Kera M. Washington is a Ph.D. student in the Interdisciplinary Doctoral Program at Tufts University. With a focus on Haitian folkloric arts and ethnomusicology, Kera completed an undergraduate degree from Wellesley College, a Master’s degree from Wesleyan University, and post-graduate studies at Brown University. Kera is on Faculty at Wellesley College and teaches in the Boston Public Schools. She is a multi-instrumentalist and, as founder and leader of Zili Misik, an all female ensemble that performs world music of the African diaspora, performs on multiple percussion and vocals. Kera’s research at Tufts is on the formation of Haitian identity through folkloric arts in the work of Emerante de Pradines Morse.
Michael Witzel is Wales Professor of Sanskrit at Harvard University. He is the author and editor of nine books, which cover comparative historical World Mythology (2012), ancient Indian history and thought, and a translation of the oldest Indian text, the Rgveda, see: http://www.people.fas.harvard.edu/~witzel/mwbib.pdf.

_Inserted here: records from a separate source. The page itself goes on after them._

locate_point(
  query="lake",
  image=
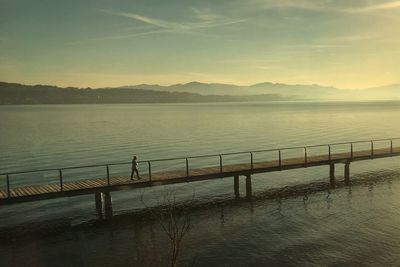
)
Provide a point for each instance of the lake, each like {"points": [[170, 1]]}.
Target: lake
{"points": [[338, 228]]}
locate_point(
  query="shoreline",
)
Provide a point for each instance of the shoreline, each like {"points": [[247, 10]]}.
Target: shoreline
{"points": [[55, 227]]}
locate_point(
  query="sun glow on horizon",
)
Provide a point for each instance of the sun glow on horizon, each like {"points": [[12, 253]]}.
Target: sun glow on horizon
{"points": [[333, 43]]}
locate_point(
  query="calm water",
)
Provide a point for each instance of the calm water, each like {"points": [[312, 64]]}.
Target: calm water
{"points": [[323, 230]]}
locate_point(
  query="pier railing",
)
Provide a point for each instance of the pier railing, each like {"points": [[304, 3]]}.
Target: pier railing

He has conducted research in India, and on the traditions of the Kathmandu Valley during his stay (1972-78) as director of the Nepal German Manuscript Preservation Project. Nepalese New Year festivals and their liminal, disruptive, and re-integrating rites are the focus of his talk at this symposium.
Hosts:
Deborah Foster, Head Tutor and Senior Lecturer on Folklore and Mythology at Harvard University, received her Ph.D. in African Languages and Literature with a minor in Dance Performance and Choreography from the University of Wisconsin-Madison, where she was also an active performer and choreographer. Before coming to Harvard in 1988, she taught in the African and Asian Institute’s Department of Folklore at the University of Khartoum in Sudan, and in the Dance Department at the University of Wisconsin-Madison. She is currently working on Zamani za Kale: Telling Stories in Gestures and Words, a book project based on her research on the nonverbal aspects of Swahili storytelling in Vanga, Kenya.
David Guss is Professor and Chair of the Department of Anthropology at Tufts University. He has worked on various aspects of festive behavior throughout Latin America and the United States for a number of years. Among his publications are The Festive State: Race, Ethnicity, and Nationalism as Cultural Performance and a study of the Fiesta del Gran Poder in La Paz, Bolivia, where he has danced as a member of the Diablada Internacional Juventud Relámpago del Gran Poder. He is also a founding member of Endangered Species with Lipstick, a dance comparsa that regularly participates in Honk!